If I were to draw a Venn diagram for actors, I'd make the different genres (on-camera, voice over, theater) my sets and the many skills within each genre would be my objects. There'd be a lot of overlap, because after all, they all require acting, but there'd be some exclusionary skills, too. Voice actors don't use dance in their work and theater actors aren't concerned with how they're framed on camera. Voice actors generally don't have to get all gussied up with hair, makeup, and wardrobe, while those things play an important part in on-camera and theatrical work. You get the idea.

I get a big kick whenever I hear a client or casting director ask for something that's less prevalent in their world, but a mainstay in another. This is where it pays off for an actor to be skilled in more than one media. Hello, crossover! Convergence! Collision! Or intersection amongst sets for you mathematically-inclined types.

Active in more than one field?
Cultivate common skills for a stronger foundation.


Crossover skills

I've run into on-camera jobs and auditions lately that draw neatly from the voice over world. That's when I do my happy dance. Not that non-voice actors couldn't handle these things, but I love it when I have the extra experience to draw on.

My last couple of jobs, plus a recent audition, had me using a teleprompter. Oh happy day! Tap, tap, shimmy, shimmy. I love the teleprompter. Mainly because it means that no memorization is needed. The actor's dream! The nightmare? Getting up on stage to perform and suddenly, totally forgetting all your lines. Thank goodness that's not an issue when there's a teleprompter to, well, prompt you.

I don't like to depend totally on the 'prompter, though. If anything can go wrong, it usually does, and I don't want to be caught looking less than fully professional. I actually prefer to memorize, or at least greatly familiarize myself with the script, and use the teleprompter more as a backup.

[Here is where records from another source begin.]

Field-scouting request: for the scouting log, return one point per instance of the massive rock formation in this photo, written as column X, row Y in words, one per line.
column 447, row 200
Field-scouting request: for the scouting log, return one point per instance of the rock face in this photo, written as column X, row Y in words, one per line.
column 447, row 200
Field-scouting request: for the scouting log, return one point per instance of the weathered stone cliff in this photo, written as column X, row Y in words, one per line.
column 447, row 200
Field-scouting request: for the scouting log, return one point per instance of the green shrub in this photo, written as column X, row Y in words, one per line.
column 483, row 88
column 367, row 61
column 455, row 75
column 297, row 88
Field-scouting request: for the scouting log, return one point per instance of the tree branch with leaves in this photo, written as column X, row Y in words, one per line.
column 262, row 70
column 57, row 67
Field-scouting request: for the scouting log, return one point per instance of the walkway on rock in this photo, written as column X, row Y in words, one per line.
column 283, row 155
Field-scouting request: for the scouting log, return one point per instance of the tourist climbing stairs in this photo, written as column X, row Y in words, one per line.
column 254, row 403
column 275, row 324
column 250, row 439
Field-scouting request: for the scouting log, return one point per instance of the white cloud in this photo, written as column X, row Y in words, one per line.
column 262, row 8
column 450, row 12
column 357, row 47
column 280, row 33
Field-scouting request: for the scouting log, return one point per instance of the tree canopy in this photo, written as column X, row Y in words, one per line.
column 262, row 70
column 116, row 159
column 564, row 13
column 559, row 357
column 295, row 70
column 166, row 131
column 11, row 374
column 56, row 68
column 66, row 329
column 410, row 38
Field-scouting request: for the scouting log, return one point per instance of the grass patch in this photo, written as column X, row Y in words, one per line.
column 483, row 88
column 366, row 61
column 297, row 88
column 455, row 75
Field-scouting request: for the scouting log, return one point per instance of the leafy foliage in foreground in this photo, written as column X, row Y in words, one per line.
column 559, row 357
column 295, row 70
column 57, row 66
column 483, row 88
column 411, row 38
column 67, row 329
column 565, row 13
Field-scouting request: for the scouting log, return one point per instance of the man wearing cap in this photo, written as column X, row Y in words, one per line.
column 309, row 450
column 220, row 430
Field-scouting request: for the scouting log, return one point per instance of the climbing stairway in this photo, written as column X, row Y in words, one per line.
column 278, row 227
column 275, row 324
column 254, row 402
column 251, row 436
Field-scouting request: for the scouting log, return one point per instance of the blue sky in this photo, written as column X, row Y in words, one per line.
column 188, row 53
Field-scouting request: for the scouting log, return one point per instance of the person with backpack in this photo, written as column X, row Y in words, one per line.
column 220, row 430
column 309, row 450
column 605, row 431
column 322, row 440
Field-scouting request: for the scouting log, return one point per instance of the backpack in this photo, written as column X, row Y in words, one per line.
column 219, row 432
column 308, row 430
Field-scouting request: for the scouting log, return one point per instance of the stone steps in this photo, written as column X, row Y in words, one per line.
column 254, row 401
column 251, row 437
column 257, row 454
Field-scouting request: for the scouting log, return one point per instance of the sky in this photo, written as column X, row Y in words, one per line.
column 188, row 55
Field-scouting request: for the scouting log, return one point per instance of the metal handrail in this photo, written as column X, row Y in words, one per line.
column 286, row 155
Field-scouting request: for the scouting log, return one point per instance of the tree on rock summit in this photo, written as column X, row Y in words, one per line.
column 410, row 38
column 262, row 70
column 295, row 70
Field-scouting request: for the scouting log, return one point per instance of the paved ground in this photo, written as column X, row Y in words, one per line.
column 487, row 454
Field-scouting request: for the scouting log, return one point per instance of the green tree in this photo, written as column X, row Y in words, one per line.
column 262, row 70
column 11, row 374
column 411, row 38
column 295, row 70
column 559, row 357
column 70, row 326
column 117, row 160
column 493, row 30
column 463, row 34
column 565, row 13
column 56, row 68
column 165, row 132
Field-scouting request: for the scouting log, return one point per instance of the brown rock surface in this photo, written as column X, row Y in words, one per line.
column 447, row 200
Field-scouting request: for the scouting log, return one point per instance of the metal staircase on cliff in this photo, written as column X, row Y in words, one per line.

Perhaps It's the old stage actor deep inside of me that's just more comfortable knowing exactly what to say when the lights go up. Or in this case, when the cameras start rolling and the director is calling, "Action!" (Yes, they really do that. It's very helpful knowing when to to start talking when you have the first line.) I can focus more intently on the message and any physical actions that I need to take. The added confidence of really knowing the script makes it easier to have more fun with the material, too. And strangely enough, it opens the door to a little improvisation when the director is up for it, 'cause you can always go back to the script when it's right there in front of you in big block letters.


Familiar, comfortable territory

Another reason I love reading off the teleprompter is because ... well, it's pretty much what we voice actors do every day. Teleprompter work is essentially voice over! There is that matter of a camera recording your every move, not that it should concern us much if we just focus on the material. After all, as voice actors, we bring our whole selves to our work, including hand, body, and facial gestures that translate as natural performances on camera, too.

Teleprompter work is familiar territory. Just with a few extra lights, a camera, and some guy (or gal) calling "Action!" - thought we may get something like that in client-directed voiceover sessions, too. Throw in a little additional fuss about your hair, makeup, and wardrobe, but that's about it. The essential work is the same: Connect with the message within the script. Though knowing something about how to play to the camera is a definite plus.

On-camera actors with voiceover experience have another advantage: we're used to performing alone, without a scene partner. Sometimes, the teleprompter work finds us in character, talking to the camera as part of a scene with other actors speaking their lines off camera. On other occasions, we're delivering long monologues to the camera, either as a character or as a spokesperson. Most on-camera actors are used to working with other actors in their scenes, and some are visibly uncomfortable without other people to play off of. Usually these are the less experienced actors, but occasionally even a seasoned pro may feel a bit adrift in these circumstances.

Give yourself plenty of opportunities to do your happy dance. The more skills you acquire, the easier it is to navigate new or unexpected challenges.